De novo-peptide sequencing with accurate parent masses Nearly all de novo peptide sequencing algorithms use spectrum graphs (Bartels, 1990; Chen et al., 2001; Dancík et al., 1999; Fernández-de Cossío et al., 1995; Frank and Pevzner, 2005) for interpreting the spectra. The spectrum graph approach, while very useful, has an important (and often overlooked) shortcoming when it comes to handling the parent-mass tolerance. Indeed, due to errors in mass measurements, the lengths of edges in the spectrum graph may deviate from the exact masses of amino acids by as much as 0.5 Da for ion-trap instruments. In the case when all errors are +0.5 Da (unlikely but possible case), this can result in 0.5 × n error in the parent mass for a peptide of length n. Such large deviations may result in optimal but inadequate solutions thus reducing the accuracy of de novo peptide sequencing. While such inconsistent solutions represent a minor nuisance in the low-accuracy setting, they turn into a major problem in the case of highly accurate parent mass measurements. Indeed, in this case it becomes necessary to find the best solution with a given parent mass rather than the best solutions among all peptides encoded by the spectrum graph.

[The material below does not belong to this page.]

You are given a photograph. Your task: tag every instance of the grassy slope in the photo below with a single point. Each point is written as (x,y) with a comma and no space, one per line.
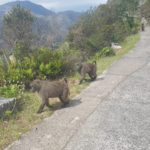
(23,121)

The accurate handling of accurate parent masses (with tolerances of 0.05 Da or lower) can be achieved by adding a third dimension to the standard anti-symmetric recursion (Chen et al., 2001; Dancík et al., 1999) to keep track of the cumulative mass errors (Fig. 3).

Fig. 3.

Fig. 3.

Dynamic programming recursion for de novo peptide sequencing of a spectrum S with accurate parent mass M. The variable S[u,v,k] represents the maximum gapped-peptide score over all anti-symmetric gapped-peptides with a prefix ending at peak u, a suffix starting at peak v and with cumulative mass error k; a gapped-peptide at position S[u,v,k] is defined as a (possibly incomplete) peptide consisting of a prefix peptide ending at peak u, a gap of mass m(v)−m(u) and a suffix peptide starting at peak v. Used notation: m(x)—mass of peak x; s(x)—score of peak x; 𝒜—set of amino acid masses; δ is the mass error incurred by modeling the peak mass difference m(x)−m(x′) with the amino acid mass a. In reality, user-specified fragment mass tolerances are allowed when appropriate. Also, the set of amino acid masses 𝒜 may include summed masses of pairs of amino acids (to allow for missing ions in the spectrum).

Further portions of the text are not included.